Another thing that is life experience, but very specifically life experience because of CF, is the amount of death and loss and grief that I have experienced.

So one of my practicum placements was in hospice, and that is an area that I am currently pursuing, is going back to hospice to work because of my personal experience in that and sitting in those dark spaces and really navigating that grief, I found that that’s a really comfortable thing for me to do now, is to help others through that experience.

So again, both of those things, advocacy within the health care system and outside of it, and also like grief and loss, I have such interest in those things and am so good at those things because of CF.

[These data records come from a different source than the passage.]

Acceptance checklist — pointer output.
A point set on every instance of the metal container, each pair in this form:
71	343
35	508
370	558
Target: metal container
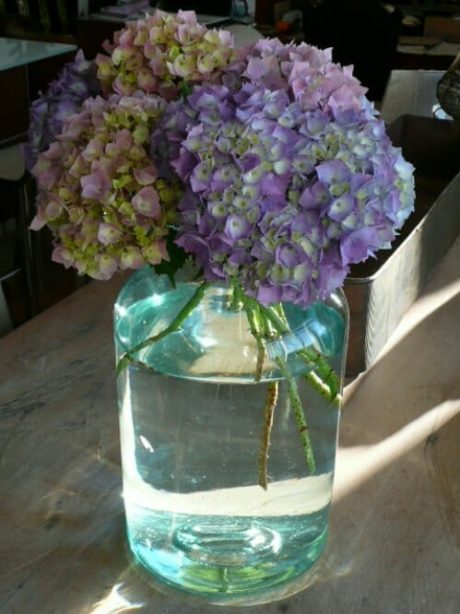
380	291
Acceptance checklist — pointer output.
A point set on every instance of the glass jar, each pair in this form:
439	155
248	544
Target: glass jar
192	425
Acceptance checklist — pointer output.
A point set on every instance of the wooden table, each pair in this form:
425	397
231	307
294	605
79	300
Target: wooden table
395	526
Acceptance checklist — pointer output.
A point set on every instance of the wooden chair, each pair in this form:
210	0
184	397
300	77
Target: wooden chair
19	246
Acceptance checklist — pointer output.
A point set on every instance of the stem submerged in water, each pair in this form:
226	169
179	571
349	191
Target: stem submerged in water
270	404
299	413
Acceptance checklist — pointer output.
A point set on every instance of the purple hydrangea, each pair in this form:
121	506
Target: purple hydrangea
76	82
289	175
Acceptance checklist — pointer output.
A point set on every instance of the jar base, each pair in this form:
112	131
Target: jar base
231	563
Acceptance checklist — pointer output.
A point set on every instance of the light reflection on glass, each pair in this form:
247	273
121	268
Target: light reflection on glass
115	603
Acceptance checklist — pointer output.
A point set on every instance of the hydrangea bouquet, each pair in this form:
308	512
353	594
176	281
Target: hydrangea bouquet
266	166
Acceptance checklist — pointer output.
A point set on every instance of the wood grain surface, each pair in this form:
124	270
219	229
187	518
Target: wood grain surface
395	524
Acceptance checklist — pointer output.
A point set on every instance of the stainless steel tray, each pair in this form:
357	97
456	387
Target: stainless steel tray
381	290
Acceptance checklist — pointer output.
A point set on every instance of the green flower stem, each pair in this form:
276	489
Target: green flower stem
270	404
128	357
323	379
299	414
256	327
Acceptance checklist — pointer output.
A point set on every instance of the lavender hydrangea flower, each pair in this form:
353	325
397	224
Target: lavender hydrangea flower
64	96
289	176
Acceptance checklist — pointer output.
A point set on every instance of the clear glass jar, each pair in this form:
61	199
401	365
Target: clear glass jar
191	421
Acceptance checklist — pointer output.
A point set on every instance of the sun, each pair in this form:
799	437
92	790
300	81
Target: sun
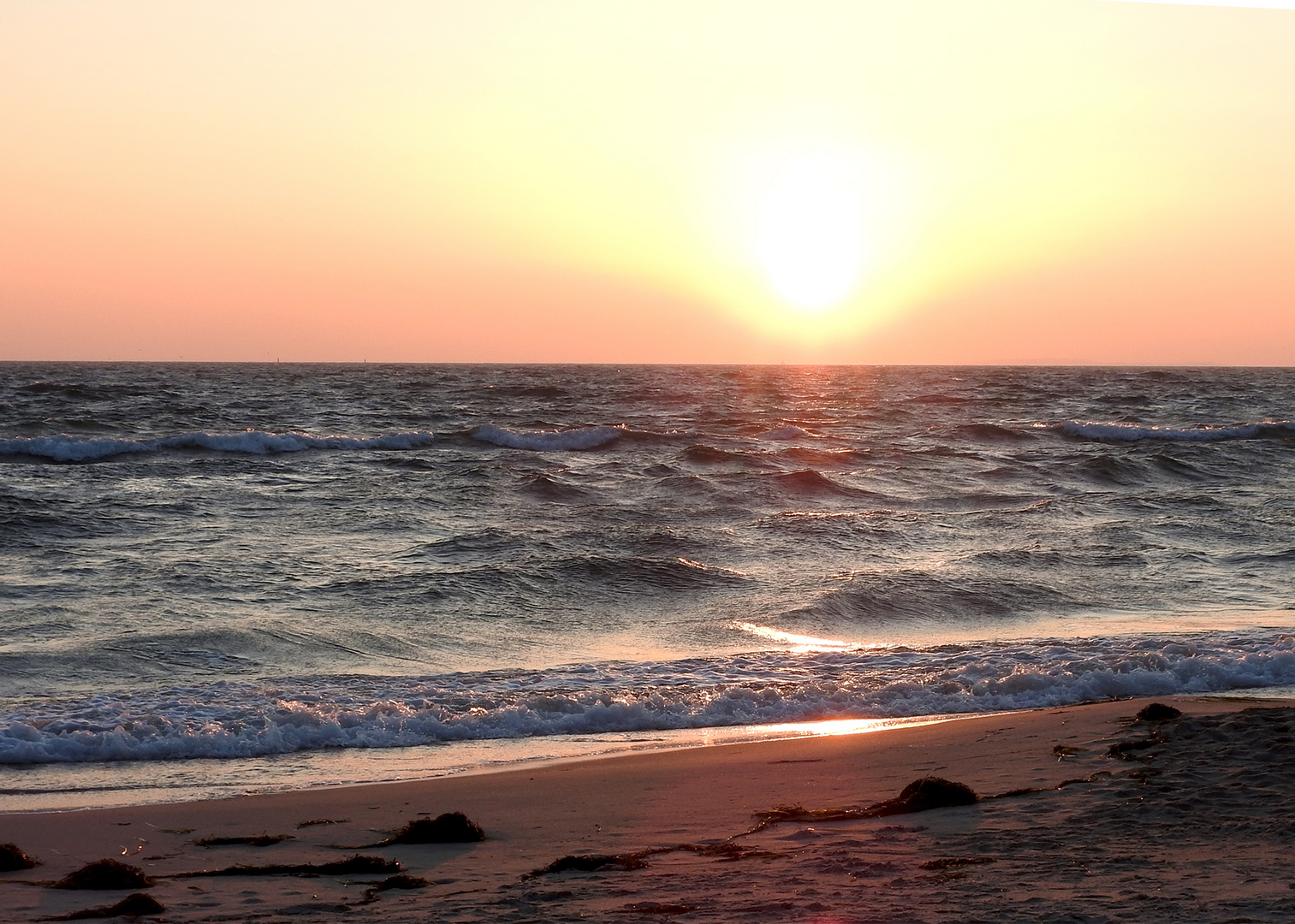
810	234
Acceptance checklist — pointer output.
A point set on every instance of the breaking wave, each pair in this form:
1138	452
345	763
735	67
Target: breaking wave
545	441
254	441
229	720
1130	432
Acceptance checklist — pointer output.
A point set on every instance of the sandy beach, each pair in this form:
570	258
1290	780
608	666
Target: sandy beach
1191	822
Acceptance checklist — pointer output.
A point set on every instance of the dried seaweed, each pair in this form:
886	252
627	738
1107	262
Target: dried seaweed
340	868
105	874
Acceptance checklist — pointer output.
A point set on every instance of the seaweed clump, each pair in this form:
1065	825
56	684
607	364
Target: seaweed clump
1159	712
105	874
258	840
340	868
133	906
923	795
12	858
398	881
452	827
593	862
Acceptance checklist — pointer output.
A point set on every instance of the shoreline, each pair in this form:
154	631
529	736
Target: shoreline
631	803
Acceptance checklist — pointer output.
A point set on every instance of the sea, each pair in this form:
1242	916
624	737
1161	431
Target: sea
242	578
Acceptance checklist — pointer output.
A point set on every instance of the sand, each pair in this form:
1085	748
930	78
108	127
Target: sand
1198	826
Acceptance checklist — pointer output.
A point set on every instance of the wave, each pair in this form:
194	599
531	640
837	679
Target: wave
545	441
229	720
789	432
249	441
1130	432
63	448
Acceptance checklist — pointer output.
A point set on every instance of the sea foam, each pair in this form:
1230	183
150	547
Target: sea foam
247	720
1128	432
254	441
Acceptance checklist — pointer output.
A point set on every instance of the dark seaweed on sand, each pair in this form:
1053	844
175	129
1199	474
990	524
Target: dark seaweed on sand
452	827
105	874
399	881
340	868
312	822
131	906
921	795
1159	712
258	840
595	862
12	858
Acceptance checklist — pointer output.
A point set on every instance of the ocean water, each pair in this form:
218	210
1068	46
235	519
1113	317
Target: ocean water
219	578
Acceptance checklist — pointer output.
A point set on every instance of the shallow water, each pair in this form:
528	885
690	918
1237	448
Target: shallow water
276	562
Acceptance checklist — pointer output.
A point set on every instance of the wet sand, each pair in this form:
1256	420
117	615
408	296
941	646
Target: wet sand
1193	823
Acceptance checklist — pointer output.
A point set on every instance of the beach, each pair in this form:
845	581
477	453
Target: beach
1189	820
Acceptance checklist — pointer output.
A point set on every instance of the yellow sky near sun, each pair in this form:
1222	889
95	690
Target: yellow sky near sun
904	181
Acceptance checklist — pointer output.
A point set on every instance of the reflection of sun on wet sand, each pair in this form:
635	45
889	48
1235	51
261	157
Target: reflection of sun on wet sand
1084	813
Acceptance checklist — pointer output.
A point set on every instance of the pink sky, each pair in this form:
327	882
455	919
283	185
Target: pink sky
900	181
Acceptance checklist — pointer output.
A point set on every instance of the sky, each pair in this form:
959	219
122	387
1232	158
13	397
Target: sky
930	181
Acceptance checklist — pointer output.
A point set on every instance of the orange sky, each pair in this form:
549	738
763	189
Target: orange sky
648	181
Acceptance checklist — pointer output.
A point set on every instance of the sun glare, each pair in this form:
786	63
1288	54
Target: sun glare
810	234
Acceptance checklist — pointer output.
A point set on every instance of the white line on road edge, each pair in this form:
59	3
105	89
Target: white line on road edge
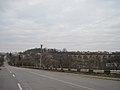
13	75
63	81
9	70
20	86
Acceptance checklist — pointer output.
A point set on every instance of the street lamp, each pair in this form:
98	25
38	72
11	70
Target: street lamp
41	54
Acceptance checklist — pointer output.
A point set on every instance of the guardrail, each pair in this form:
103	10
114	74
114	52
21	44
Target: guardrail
80	70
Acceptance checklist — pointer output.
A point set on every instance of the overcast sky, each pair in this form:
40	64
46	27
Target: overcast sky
90	25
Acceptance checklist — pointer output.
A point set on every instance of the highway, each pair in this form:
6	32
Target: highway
15	78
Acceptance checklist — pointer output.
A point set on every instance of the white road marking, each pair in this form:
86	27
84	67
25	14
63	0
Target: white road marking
9	70
62	81
20	86
13	75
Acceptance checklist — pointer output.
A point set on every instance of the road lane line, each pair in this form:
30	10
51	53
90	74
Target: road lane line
66	82
20	86
13	75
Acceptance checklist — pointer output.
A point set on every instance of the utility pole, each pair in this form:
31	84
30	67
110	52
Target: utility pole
40	54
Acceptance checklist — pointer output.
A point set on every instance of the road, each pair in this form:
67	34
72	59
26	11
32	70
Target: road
14	78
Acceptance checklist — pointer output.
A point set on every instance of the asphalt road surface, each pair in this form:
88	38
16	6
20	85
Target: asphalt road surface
14	78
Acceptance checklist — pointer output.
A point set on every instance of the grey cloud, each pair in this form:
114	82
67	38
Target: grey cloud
76	25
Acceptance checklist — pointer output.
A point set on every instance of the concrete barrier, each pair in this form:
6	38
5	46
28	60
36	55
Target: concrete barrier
115	71
98	71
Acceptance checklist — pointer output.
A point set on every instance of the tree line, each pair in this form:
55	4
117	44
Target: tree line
63	59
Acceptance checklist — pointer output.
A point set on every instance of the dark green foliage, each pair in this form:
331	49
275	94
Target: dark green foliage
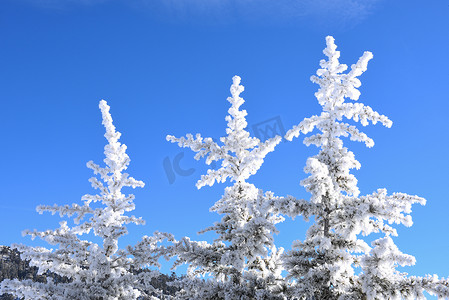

Will: What’s the advice you would give for an adult with CF who may want to look to pursue higher education and further their career?

Jenny: The time will pass anyway. Sometimes it’s scary to imagine something different, or it can be scary to take the steps to do new things or to better your life. Because we don’t know what that will look like. We don’t know if our end goal is actually going to be where we end up. And so that can be really scary and I think prevent us from taking those steps.

And so I think there’s like a really great power in trusting ourselves to navigate that and to navigate the unknown and to take those steps, because the time will pass anyway.

And five years from now, you could be at your goal, you could be halfway to your goal, you could still be in your starting place, but you’ll never, ever know unless you, like, take the chance and at least take some of those steps.

So that’s kind of maybe my advice or just a thought I guess. That time’s going to pass anyway. What do you want to do with it?